Navy continues detonations in Puget
The US Navy sets off between 180 and 300 underwater explosive charges each year in some of the most sensitive waters of Puget Sound, according to documents released by Public Employees for Environmental Responsibility (PEER). Despite promises made four years ago after PEER first revealed the existence of the extensive Puget Sound demolition program to conduct environmental reviews, measures to protect threatened or endangered marine mammals, fish and aquatic plants have yet to materialize.
Several times each month, the US Navy detonates live explosives deep underwater to provide "realistic" training for its divers in destroying and disabling mines. Unfortunately, the detonations also blow up marine life. In one exercise, for example, involving a five-pound explosive charge set off near Whidbey Island Naval Air Station, observers counted 5,000 dead fish on the surface but estimated that up to another 20,000 fish died and sank out of sight to the seabed.
The Navy conducts approximately 60 demolition exercises each year, at least three every month, using three to five C4 plastic explosives, far more powerful than dynamite, in packets ranging in size from five to 20 pounds, often set off with 20 pound blasting charges.
Since 2002, the National Marine Fisheries Service (NMFS) and the US Fish and Wildlife Service (FWS), the two civilian agencies charged with enforcing the Endangered Species Act, have urged the Navy to undertake alternative training practices to minimize damage to marine life, such as using bubble curtains or other containers to minimize blast impacts, or conducting the training in quarries, lakes or the open ocean rather than in the waters of Puget Sound, a designated Essential Fish Habitat under the Sustainable Fisheries Act.

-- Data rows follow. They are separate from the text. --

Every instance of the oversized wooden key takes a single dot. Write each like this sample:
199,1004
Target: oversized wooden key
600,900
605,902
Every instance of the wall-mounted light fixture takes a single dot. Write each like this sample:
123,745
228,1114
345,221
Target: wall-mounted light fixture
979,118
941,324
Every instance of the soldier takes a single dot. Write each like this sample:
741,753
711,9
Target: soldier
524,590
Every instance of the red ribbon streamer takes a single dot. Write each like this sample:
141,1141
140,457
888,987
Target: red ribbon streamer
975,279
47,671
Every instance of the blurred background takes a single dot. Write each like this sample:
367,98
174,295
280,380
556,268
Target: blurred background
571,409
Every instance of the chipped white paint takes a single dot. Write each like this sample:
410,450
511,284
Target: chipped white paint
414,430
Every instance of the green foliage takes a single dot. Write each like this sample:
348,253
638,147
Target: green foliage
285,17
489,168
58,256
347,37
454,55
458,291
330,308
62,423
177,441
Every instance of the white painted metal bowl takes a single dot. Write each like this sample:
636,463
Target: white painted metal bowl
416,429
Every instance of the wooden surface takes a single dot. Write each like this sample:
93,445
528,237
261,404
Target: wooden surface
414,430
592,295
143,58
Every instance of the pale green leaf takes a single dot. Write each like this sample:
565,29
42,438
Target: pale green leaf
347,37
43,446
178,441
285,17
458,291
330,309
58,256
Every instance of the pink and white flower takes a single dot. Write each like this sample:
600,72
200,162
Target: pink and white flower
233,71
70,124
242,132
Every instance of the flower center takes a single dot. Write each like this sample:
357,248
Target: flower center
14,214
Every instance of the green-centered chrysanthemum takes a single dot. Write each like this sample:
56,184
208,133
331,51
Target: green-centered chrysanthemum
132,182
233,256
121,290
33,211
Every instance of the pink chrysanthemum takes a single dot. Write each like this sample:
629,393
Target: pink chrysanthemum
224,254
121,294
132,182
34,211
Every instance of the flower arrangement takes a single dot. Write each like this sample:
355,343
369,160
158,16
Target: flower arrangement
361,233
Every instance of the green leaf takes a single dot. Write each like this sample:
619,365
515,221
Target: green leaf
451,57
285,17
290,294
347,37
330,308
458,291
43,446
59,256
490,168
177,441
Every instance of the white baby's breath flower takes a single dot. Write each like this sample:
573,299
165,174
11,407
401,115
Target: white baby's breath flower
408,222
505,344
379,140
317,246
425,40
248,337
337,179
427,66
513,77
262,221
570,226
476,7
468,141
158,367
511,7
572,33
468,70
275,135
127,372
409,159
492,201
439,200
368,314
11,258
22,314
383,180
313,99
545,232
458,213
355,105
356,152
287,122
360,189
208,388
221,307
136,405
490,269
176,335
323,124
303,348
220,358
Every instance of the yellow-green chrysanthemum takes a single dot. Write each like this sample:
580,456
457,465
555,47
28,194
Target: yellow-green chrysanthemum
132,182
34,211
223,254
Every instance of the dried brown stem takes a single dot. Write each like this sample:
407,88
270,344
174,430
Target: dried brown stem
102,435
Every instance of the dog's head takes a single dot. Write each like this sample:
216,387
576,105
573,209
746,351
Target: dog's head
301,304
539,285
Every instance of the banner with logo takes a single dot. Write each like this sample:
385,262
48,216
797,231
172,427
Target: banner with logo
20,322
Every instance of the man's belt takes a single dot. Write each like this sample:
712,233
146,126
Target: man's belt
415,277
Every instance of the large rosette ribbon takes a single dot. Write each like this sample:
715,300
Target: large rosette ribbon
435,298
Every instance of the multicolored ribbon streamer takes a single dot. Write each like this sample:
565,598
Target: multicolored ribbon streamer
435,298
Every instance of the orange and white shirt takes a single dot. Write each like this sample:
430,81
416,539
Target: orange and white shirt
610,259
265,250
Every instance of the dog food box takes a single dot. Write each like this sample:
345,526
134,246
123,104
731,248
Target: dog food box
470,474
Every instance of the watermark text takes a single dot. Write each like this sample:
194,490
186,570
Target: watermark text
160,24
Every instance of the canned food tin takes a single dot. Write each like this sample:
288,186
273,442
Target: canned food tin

"Why are taxpayers spending millions to preserve Puget Sound when another government agency is busy blowing it up?" asked Washington PEER Director Sue Gunn, noting that the Navy is resisting her document requests filed under the Freedom of Information Act for the Navy's own studies. "No one seeks to deny the Navy realistic demolition training opportunities but the question is whether the Navy is being a good neighbor by failing to minimize unnecessary harm caused by its explosive ordinance operations."
According to documents obtained by PEER from the civilian services, both NMFS and FWS rejected the Navy's self-assessment that its demolition exercises were "not likely to adversely affect" federally protected species such as Chinook salmon, Stellar sea lions, humpback whales and bull trout. The Navy, in turn, rejected the services' suggestions for environmental mitigation. According to notes from a June 2005 interagency meeting: "Some conservation measures floundering–not being moved forward because no pressure."
"We are going to make it our business to bring sufficient pressure to move this glacial interagency consultation process off the dime," Gunn added, pointing out that the Navy exercises are often conducted in sensitive shallows such as Crescent Harbor, Port Townsend and Hood Canal. "National security does not demand that the Navy inflict maximum environmental damage in the waters it is supposed to defend."